Wie wird die geburtsvorbereitende Akupunktur angewendet, was bewirkt sie und hat sie Vor- oder Nachteile? All das wirst Du in diesem Beitrag erfahren.
Besonders für Erstgebärende geeignet
Auch ich stand lange der geburtsvorbereitenden Akupunktur skeptisch gegenüber. Das änderte sich, als ich vor über 16 Jahren meine Akupunkturausbildung abschloss und regelmäßig begann, Akupunktur in der Schwangerschaft durchzuführen. So konnte ich in all den Jahren hauptsächlich positive Erfahrungen mit der alten Heilkunst machen.
Ich möchte Dir zunächst einmal die Vorteile nennen, die sich für die Geburt ergeben, wenn du auf geburtsvorbereitende Akupunktur setzt. Die Nadeln werden an bestimmten Akupunkturpunkten in den Beinen gesetzt. Das kling schmerzhaft, vertrau mir aber, das ist es nicht! Die meisten Frauen, auch die mit Angst vor Nadeln, merken meist gar nichts. Durch die Akupunkturnadeln wird der Energiefluss auf den Meridianen (Energiebahnen) gefördert, die zum Becken und der Gebärmutter führen, was zu einer Auflockerung des Muttermundes beiträgt. Das soll dafür sorgen, dass der Muttermund sich leichter öffnet und die Frauen bei der Geburt oft weniger Schmerzen empfinden. Denn ein weicher Muttermund öffnet sich im Vergleich zu einem festen Muttermund leichter. Die Frauen benötigen dadurch weniger Schmerzmittel.
Gut zu wissen: Studien konnten feststellen, dass bei Frauen, die ihr erstes Kind erwarten, sich die Eröffnungsphase der Geburt durch die geburtsvorbereitende Akupunktur um gut zwei Stunden verkürzt.
Kann eine Geburt mit Hilfe von Akupunktur eingeleitet werden?
In der Tat gibt es bestimmte Punkte, die eine geburtseinleitende Wirkung haben können. Allerdings muss der Körper bereits geburtsbereit sein. Sonst wird nicht die gewünschte Wirkung eintreten. Hier werden teilweise andere Punkte als bei der geburtsvorbereitenden Akupunktur gestochen und dies deutlich häufiger.
Es gibt einen Akupunkturpunkt, dem wehenanregende Wirkung zugesprochen wird. Dieser befindet sich am äußeren Nagelrand des kleinen Zehs (BL 67). Er tonisiert den Uterus und wird aus diesem Grund nicht ab der ersten Sitzung mit gestochen. Hier wird meist auf die zweite oder gar dritte Sitzung gewartet.

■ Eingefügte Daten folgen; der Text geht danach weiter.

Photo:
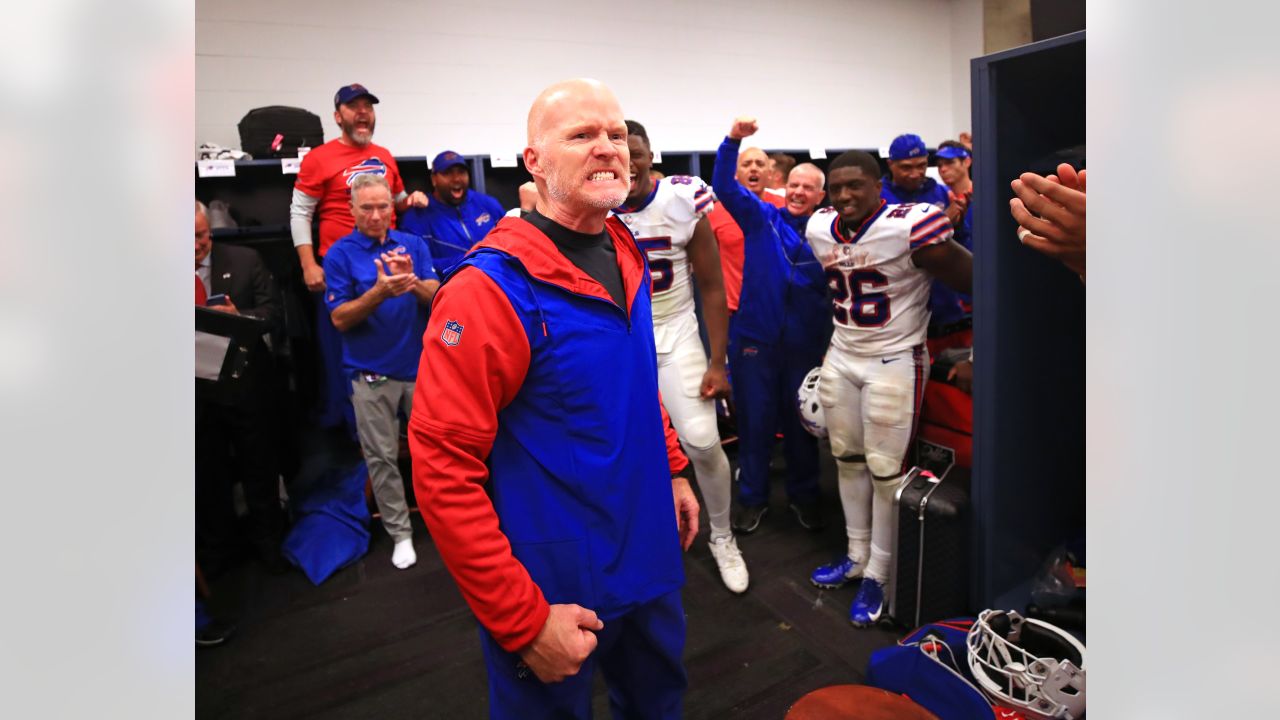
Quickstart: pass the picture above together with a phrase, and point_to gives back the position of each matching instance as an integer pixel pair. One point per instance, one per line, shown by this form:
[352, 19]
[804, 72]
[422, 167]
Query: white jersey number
[854, 297]
[659, 269]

Tipp: Normalerweise kann man mit geburtsvorbereitender Akupunktur keine Frühgeburt hervorrufen. Darüber musst du dir keine Sorgen machen. Vorsichtshalber wird mit den Sitzungen jedoch frühestens ab der der 36. SSW begonnen.

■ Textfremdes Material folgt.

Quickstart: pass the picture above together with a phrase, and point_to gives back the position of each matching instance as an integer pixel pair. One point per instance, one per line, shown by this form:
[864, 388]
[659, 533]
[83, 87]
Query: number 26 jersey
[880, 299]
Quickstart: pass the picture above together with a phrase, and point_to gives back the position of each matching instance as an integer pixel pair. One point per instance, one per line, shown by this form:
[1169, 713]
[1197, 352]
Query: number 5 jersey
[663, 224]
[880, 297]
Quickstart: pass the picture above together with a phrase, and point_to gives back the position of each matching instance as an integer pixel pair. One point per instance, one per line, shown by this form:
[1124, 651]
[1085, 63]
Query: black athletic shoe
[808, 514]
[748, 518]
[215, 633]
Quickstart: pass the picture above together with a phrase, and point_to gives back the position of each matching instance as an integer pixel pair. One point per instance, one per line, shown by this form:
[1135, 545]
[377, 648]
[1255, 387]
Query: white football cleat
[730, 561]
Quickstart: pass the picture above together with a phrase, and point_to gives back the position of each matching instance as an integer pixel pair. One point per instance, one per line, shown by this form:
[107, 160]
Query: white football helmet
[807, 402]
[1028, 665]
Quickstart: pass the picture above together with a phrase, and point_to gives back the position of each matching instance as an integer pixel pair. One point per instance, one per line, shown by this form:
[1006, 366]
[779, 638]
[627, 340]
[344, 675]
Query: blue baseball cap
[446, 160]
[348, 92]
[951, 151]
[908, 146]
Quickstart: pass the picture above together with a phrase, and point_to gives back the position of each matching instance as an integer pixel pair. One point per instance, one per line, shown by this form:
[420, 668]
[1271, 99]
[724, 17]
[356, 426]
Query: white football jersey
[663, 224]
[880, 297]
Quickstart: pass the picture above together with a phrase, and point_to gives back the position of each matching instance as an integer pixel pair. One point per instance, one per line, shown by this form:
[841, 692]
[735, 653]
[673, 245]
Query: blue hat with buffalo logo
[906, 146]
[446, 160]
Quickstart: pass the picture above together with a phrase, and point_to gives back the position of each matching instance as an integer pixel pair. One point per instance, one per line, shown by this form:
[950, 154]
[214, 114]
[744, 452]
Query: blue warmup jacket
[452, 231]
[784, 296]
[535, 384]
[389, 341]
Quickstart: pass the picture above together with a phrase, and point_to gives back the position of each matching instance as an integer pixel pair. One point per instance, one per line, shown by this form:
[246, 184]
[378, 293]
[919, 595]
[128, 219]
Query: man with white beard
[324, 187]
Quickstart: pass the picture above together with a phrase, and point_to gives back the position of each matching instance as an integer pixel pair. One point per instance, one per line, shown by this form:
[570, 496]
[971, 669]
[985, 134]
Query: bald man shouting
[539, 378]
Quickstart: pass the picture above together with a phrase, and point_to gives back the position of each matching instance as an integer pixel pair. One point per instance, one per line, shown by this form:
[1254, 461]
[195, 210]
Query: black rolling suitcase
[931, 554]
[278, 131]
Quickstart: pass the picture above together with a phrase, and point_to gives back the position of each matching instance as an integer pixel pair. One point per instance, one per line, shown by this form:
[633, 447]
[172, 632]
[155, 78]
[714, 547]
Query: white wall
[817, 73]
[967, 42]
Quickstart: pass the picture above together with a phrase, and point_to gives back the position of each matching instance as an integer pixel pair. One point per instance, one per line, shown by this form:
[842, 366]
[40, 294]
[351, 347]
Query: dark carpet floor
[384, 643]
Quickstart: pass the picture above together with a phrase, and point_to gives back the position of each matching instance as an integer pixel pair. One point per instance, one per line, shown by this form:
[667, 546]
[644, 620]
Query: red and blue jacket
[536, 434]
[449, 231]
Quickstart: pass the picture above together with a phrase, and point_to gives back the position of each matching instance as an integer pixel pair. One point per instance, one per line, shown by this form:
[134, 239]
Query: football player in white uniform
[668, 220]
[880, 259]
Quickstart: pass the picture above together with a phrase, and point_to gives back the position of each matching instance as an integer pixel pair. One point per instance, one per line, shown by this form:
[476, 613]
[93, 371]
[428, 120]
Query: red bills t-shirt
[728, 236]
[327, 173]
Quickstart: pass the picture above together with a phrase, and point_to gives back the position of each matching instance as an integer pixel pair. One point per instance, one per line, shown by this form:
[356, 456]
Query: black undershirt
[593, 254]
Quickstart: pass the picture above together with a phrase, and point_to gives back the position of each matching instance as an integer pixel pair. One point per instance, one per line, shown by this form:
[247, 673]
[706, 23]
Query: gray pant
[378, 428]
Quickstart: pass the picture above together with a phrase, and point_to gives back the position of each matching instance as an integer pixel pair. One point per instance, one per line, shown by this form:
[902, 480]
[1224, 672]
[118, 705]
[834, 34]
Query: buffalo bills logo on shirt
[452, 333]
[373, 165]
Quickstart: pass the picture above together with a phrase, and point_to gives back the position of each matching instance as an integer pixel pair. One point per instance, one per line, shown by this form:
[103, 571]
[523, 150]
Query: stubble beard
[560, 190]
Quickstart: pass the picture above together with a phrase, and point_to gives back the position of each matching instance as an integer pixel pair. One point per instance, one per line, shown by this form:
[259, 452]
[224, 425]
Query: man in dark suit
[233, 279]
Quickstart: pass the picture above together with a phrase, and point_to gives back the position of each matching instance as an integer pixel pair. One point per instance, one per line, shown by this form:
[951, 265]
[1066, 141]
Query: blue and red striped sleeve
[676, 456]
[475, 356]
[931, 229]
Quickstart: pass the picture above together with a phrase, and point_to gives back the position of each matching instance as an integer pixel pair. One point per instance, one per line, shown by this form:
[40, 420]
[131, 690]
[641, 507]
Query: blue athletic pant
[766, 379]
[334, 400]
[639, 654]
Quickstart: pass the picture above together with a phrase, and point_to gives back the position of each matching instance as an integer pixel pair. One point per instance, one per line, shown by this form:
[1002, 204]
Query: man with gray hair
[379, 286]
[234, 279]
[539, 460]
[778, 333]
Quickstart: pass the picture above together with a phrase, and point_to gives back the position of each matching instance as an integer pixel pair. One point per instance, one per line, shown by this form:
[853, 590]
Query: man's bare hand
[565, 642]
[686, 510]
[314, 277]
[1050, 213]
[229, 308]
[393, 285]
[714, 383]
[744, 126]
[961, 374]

Was bewirkt geburtsvorbereitende Akupunktur?
Grundsätzlich dient Akupunktur dazu, Energien im Körper fließen zu lassen. Diese alte Methode ist Teil einer traditionellen Heilkunst (TCM) und findet auf ganz unterschiedlichen Ebenen ihre Anwendung. Nachweislich ist ein guter Energiefluss wichtig für die Gesundheit und trägt einen entscheidenden Teil zur Gesunderhaltung und Genesung bei bestimmten Erkrankungen bei. Darüber hinaus kann Akupunktur eben auch in der Schwangerschaft zur Anwendung kommen. Neben typischen Schwangerschaftsbeschwerden wie Schwangerschaftsübelkeit, Wassereinlagerungen, Karpaltunnelsyndrom, kann auch der komplexe Ablauf einer Geburt mit Hilfe von Akupunktur positiv beeinflusst werden.

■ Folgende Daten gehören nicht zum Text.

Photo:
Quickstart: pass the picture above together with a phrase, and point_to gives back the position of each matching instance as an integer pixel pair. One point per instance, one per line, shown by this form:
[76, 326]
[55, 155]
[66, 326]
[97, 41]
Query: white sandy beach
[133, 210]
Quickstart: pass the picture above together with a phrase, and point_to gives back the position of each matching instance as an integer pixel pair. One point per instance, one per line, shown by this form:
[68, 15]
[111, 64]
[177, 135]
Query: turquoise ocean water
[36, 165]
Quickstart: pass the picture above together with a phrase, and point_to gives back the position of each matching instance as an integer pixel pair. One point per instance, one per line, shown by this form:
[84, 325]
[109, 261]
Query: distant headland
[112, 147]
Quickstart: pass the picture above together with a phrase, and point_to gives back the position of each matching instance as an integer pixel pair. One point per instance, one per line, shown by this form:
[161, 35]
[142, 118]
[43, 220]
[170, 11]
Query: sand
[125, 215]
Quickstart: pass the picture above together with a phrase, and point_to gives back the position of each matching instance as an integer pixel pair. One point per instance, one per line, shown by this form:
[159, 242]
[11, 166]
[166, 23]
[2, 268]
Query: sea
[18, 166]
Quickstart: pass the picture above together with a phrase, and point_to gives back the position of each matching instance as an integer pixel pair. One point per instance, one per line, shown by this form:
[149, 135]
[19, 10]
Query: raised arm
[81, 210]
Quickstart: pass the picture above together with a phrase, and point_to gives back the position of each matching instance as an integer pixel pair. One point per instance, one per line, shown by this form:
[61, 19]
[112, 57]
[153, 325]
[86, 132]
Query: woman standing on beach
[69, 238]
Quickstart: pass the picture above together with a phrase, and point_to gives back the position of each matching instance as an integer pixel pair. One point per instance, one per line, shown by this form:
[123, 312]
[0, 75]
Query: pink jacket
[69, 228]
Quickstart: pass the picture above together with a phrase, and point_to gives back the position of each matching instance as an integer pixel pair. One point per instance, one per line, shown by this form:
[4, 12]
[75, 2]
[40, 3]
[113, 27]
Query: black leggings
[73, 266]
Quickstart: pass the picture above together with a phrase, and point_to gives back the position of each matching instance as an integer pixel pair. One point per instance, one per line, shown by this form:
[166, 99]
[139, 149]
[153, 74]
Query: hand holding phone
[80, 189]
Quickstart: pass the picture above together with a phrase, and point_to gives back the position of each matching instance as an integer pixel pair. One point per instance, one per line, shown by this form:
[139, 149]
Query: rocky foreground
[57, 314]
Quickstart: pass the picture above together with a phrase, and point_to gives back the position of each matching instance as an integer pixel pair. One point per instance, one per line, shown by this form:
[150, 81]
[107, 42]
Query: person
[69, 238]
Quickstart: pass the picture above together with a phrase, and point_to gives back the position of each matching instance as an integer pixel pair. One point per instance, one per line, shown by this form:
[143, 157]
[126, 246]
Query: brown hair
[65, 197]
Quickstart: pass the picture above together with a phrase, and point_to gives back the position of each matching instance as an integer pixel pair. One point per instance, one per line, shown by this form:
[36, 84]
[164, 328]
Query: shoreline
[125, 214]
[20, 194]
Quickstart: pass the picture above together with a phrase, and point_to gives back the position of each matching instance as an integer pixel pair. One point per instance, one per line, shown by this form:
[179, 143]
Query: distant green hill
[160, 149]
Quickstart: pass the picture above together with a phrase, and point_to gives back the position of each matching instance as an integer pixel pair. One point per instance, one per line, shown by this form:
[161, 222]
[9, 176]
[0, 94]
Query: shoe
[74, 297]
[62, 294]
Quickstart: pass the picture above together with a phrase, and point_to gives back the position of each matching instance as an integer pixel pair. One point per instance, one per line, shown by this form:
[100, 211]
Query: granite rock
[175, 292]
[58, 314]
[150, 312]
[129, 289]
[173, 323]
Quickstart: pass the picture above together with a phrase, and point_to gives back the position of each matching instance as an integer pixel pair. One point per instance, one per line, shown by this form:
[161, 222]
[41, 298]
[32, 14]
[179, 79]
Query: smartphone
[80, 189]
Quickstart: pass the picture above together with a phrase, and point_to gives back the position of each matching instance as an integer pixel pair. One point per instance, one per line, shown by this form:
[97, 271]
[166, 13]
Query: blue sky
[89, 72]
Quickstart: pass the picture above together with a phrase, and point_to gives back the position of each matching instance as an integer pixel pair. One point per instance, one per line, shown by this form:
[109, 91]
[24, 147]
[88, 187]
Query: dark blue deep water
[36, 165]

Während der Akupunktursitzung werden den Frauen Nadeln an bestimmten Punkten gestochen, die den Energiefluss auf den Meridianen fördern. In diesem Fall laufen sie zum Becken und den Beckenorganen wie beispielsweise der Gebärmutter. Das Zentrum in gewisser Weise, welches bei der Geburt angesprochen wird. Durch diese Energie weicht der Muttermund auf und wird so auf die Geburt vorbereitet. Das ist unglaublich wichtig, wenn die Geburt losgeht. Der Muttermund muss sich in der Eröffnungsphase der Geburt langsam öffnen und das gelingt deutlich leichter, wenn er weicher ist.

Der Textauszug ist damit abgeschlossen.